Another way a new mom bonds with her baby is through breastfeeding. My baby wad being fed breast milk with added formula for extra calories to help her gain weight via a tube through her nose. So that was out of the question. Everything that you read encourages what they call "kangaroo care" or "skin to skin" holding of your baby but whenever we tried that there seemed to be a problem. The nurses would ONLY let me hold her during feeding times and she had horrible reflux. This being said it took a long time to get her pj's on and off with all the monitors she had and they did not want her to be moved around after her feeding or she would spit it up. So the closest I ever really got was being able to unswaddle her and hold her pjs to skin, still for 20 minutes or less, once every three hours.
The baby I was looking at was not my own. She belonged to someone else. Some one else was meeting all of her needs and I was useless to her. Just another face, just another visitor.
Wednesday, February 15, 2012
Did that really happen, did I have a baby?
The labor itself went so fast. It was relatively comfortable compared to what I expected. I progressed from 4-10 cm in 10 minutes after I got an epidural, then I was rushed to the operating room. Although the plan had been a vaginal birth from the beginning and my OB was onboard we agreed that I would have the baby in the OR so they could pass her through this this little window, which looks exactly like a McDonalds drive thru, I swear, I'll post a pic, directly into the NICU when she was born.
After just a couple of minutes of pushing the baby came. "The little gray alien," as my husband calls her. She was very cyanotic, blue, when she was born. She cried and breathed shortly thereafter. The doctor held her up for a split second and that was it. My husband was escorted to the NICU to be with the baby while I sat in an OR finishing giving birth. It was so quiet, so lonely, no one would say anything about how she was doing even though they could see through the window. Her crying had stopped, I knew that much and I heard a bunch of people yelling, then someone shut the window.
I was wheeled back into my L&D room, still alone, and the nurse handed me the tv remote and my call button and left. I sat there for a split second, trying to figure out what the hell just happend. Watch tv, are you kidding me? I have no idea if my baby is alive or dead, I know she was fighting. I called the nurse right back when I realized that our families and a couple close friends were in the waiting room and asked for them to be brought in. No one had even bothered to tell them I had the baby yet. We called them to come to the hospital when my water broke but that was less than an hour ago so they were not expecting me to be all done and settled back in my room.
The NICU ARNP on call that night came to talk to me after not to long and told me about what was going on with the baby. My husband was still by her side and although she was requiring some help breathing, she looked pretty good.

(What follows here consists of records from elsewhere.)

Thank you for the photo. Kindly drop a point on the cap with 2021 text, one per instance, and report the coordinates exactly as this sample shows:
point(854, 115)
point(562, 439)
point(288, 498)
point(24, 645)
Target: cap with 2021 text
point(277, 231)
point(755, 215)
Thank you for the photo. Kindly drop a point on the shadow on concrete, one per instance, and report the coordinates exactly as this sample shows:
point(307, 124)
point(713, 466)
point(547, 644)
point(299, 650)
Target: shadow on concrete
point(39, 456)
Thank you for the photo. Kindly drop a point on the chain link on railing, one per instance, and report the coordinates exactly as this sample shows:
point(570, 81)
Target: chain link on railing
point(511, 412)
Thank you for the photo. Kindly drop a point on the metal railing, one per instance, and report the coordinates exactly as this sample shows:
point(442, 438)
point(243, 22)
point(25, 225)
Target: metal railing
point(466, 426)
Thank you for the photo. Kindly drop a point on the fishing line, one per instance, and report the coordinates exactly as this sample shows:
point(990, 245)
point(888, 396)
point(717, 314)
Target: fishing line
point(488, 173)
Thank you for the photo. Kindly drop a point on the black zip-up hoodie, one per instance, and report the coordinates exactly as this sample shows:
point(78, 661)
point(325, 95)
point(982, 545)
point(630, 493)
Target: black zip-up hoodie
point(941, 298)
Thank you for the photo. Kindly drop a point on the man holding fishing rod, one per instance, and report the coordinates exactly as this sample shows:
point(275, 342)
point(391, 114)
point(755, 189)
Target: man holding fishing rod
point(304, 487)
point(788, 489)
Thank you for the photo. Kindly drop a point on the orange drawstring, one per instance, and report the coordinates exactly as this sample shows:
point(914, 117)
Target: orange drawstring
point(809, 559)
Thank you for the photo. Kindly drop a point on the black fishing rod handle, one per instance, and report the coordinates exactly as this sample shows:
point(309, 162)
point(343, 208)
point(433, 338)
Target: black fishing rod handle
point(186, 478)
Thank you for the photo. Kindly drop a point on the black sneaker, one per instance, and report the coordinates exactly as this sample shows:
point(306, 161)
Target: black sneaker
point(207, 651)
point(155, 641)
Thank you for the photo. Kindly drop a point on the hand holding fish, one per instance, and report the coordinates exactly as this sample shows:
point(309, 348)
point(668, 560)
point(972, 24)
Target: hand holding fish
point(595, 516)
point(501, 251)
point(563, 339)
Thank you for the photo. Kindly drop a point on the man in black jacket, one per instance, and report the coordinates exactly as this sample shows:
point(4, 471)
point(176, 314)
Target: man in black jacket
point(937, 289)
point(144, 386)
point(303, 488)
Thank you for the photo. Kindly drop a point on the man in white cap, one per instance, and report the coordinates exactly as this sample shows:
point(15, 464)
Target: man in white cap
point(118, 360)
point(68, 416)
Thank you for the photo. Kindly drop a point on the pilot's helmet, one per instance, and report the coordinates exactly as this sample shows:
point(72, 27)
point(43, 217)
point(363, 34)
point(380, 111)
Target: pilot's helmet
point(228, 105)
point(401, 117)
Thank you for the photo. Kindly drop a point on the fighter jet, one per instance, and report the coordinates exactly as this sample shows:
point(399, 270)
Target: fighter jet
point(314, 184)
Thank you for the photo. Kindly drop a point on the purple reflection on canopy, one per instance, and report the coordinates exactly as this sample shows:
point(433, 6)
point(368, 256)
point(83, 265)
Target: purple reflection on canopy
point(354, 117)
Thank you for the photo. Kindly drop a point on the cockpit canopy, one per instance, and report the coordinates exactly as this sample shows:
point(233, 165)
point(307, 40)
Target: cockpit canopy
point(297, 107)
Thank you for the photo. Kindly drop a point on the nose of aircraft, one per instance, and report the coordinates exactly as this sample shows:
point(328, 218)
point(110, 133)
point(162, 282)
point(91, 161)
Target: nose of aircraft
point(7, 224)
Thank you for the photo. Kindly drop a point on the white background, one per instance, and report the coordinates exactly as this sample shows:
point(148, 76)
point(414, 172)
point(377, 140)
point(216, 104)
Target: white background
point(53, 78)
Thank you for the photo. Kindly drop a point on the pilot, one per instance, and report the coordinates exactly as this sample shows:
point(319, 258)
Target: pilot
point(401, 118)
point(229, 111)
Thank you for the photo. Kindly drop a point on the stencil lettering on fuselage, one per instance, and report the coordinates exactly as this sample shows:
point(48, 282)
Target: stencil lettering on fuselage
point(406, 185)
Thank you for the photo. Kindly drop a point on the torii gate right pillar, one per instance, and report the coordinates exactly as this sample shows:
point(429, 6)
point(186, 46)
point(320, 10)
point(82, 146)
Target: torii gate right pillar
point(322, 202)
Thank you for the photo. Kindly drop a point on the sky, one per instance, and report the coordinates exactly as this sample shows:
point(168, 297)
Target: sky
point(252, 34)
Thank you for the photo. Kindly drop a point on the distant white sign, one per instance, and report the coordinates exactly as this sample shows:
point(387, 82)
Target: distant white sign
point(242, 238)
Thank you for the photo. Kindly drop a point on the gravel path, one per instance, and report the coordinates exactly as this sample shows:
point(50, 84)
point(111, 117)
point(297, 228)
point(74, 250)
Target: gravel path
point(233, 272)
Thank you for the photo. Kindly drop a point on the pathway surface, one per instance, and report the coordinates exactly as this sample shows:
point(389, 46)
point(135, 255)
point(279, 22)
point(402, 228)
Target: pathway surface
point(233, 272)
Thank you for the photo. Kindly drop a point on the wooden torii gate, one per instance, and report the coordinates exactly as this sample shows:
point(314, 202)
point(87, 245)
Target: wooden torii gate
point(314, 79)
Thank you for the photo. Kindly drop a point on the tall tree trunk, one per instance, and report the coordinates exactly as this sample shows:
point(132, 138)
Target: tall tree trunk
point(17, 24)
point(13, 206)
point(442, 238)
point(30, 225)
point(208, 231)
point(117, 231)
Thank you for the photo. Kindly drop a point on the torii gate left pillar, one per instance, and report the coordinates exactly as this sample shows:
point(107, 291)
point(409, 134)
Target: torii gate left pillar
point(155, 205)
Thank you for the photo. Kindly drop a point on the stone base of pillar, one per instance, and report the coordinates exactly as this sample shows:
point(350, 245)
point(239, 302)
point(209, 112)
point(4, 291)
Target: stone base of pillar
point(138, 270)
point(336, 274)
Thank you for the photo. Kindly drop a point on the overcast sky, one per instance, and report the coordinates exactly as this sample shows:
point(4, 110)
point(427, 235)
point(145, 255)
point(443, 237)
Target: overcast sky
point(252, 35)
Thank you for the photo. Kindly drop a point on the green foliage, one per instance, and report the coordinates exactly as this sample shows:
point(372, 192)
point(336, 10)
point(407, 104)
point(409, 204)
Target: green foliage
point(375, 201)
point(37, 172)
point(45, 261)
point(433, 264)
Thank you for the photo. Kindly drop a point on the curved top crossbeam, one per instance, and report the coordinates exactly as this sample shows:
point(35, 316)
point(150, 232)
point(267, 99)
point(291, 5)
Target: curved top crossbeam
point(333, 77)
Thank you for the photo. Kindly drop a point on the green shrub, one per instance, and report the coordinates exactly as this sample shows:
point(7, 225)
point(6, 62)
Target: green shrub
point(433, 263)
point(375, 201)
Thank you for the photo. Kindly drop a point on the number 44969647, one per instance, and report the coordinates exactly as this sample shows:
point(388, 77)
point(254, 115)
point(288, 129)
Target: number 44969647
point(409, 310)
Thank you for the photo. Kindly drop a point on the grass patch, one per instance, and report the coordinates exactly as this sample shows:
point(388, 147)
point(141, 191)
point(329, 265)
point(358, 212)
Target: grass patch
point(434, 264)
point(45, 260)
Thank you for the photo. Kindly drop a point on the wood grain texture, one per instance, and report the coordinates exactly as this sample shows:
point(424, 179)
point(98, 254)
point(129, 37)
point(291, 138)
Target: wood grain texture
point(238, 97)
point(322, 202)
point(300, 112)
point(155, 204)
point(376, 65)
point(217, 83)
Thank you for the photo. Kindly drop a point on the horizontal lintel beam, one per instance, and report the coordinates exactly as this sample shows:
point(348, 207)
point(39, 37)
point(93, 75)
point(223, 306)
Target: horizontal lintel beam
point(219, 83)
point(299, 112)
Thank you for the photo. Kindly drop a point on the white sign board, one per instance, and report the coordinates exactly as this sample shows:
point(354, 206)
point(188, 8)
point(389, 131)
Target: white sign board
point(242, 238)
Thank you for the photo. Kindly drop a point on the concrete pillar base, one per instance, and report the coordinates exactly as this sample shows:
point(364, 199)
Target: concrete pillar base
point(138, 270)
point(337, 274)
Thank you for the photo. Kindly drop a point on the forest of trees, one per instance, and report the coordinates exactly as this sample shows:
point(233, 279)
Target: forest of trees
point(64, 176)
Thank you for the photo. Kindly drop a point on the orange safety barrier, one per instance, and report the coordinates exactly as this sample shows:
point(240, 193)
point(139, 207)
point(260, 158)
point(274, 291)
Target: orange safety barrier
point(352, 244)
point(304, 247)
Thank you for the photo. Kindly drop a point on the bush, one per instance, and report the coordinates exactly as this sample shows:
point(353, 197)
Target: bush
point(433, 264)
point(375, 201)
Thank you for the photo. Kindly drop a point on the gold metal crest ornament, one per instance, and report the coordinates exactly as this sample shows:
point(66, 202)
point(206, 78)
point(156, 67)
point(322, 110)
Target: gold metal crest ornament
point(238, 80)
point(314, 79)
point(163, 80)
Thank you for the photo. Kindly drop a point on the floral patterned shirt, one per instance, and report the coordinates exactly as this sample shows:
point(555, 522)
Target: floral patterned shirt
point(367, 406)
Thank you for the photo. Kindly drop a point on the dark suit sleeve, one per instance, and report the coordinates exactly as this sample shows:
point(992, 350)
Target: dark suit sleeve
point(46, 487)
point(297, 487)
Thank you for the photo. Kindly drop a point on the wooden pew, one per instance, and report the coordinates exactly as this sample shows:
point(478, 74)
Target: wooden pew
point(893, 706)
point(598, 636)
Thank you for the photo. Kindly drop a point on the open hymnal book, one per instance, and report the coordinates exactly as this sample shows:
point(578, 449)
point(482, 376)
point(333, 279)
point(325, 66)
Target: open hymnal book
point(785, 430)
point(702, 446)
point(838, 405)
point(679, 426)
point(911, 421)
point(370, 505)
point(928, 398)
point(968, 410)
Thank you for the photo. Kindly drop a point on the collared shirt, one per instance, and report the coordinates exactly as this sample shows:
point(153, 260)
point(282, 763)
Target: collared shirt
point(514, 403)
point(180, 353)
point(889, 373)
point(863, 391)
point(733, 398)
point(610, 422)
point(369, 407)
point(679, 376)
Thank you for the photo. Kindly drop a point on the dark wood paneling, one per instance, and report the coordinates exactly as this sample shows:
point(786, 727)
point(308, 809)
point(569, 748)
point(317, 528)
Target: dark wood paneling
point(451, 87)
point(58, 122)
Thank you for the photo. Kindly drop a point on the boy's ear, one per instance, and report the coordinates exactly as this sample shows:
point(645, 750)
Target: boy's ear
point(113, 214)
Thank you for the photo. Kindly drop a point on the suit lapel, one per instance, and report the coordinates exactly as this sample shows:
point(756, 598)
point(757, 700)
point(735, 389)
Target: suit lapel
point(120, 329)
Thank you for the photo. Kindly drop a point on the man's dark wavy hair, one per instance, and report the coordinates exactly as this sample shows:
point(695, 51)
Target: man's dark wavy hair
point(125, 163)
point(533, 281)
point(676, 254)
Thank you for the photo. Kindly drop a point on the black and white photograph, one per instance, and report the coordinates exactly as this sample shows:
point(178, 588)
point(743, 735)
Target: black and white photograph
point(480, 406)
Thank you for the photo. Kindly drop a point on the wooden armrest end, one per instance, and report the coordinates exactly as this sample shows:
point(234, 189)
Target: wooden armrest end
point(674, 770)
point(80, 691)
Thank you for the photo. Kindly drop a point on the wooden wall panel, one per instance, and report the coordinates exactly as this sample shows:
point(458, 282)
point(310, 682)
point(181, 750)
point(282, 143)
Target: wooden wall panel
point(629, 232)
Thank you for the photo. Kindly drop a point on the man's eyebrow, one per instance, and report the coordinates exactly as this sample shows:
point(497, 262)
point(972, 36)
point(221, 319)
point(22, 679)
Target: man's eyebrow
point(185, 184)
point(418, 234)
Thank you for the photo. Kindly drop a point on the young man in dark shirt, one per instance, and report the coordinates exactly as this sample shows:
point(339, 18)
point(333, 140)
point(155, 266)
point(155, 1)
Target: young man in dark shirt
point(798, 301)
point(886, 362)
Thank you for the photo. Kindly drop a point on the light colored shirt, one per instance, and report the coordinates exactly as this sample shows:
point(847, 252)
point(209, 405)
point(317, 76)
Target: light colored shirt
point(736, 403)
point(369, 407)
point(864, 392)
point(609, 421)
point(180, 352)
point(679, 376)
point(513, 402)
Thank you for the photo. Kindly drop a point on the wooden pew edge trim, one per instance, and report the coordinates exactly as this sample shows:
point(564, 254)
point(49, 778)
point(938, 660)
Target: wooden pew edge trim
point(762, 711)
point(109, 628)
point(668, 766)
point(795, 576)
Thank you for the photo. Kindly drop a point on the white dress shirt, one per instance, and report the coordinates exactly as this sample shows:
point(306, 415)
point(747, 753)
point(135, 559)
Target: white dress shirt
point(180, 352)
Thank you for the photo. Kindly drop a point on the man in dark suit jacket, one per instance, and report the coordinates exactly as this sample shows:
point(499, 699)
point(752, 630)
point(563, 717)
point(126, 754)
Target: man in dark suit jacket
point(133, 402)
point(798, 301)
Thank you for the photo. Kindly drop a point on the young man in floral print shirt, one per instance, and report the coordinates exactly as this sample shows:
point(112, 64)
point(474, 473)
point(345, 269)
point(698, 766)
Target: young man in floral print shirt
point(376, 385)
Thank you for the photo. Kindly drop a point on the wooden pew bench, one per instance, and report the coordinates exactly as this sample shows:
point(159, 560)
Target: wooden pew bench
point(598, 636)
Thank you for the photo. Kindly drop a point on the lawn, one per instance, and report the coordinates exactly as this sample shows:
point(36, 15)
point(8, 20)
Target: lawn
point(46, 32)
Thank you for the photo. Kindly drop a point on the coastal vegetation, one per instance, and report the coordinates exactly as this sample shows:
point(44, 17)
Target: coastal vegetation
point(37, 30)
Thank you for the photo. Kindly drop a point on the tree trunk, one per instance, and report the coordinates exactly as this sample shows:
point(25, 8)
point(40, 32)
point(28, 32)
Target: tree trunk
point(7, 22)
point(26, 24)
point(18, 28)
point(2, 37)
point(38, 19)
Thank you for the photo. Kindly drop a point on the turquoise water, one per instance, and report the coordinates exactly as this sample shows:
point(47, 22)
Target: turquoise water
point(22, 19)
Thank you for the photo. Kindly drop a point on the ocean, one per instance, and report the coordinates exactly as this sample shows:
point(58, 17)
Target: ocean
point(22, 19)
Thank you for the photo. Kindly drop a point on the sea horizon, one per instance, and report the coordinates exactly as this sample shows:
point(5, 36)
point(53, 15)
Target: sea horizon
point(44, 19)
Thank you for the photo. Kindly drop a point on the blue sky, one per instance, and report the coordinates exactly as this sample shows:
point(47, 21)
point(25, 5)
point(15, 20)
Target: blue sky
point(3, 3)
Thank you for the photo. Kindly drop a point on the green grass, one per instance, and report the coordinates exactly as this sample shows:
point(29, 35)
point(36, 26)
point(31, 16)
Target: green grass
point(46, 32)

I was able to see her after about and hour. Once my legs worked well enough to get up and use the restroom. They wheeled me over to the NICU and there she was. Perfect and beautiful, covered in monitors, I could hardly see her past her snorkel (CPAP) breathing machine, but I was able to touch her hands. All I remember feeling is guilt. I felt so guilty that she was supposed to still be safely in my belly growing and developing for another almost two months, but instead she was here, not able to breathe on her own, struggling to keep herself alive. That was supposed to be my job, to cook her in my belly until she was safely ready to be born. I cried. I had failed her.
My new job as a full time incubator
At 27 weeks with all of the complications I was officially demoted to human incubation status, or as some people call it, bedrest. My new full time job was to lay on the couch or in bed on my left side, drink 2 gallons of water per day, take pills every four hours, shower every two days, two doctors appointments per week, and keep the baby in my belly. For those who know me, I am not a stationary person, not at all. Before I got pregnant I worked two jobs, one just for fun and extra spending money, went to school working on my masters degree, and trained for and ran half marathons. So bedrest was close enough to a death sentence for me as a firing squad.
This bedrest was of course only at home when I wasn't in active labor. I was hospitalized 4 times during my bedrest, usually staying for between 3 days and a week getting hard core drugs pumped through me to stop active labor. My body was like a ticking time bomb, trying as hard as possible to evict my daughter.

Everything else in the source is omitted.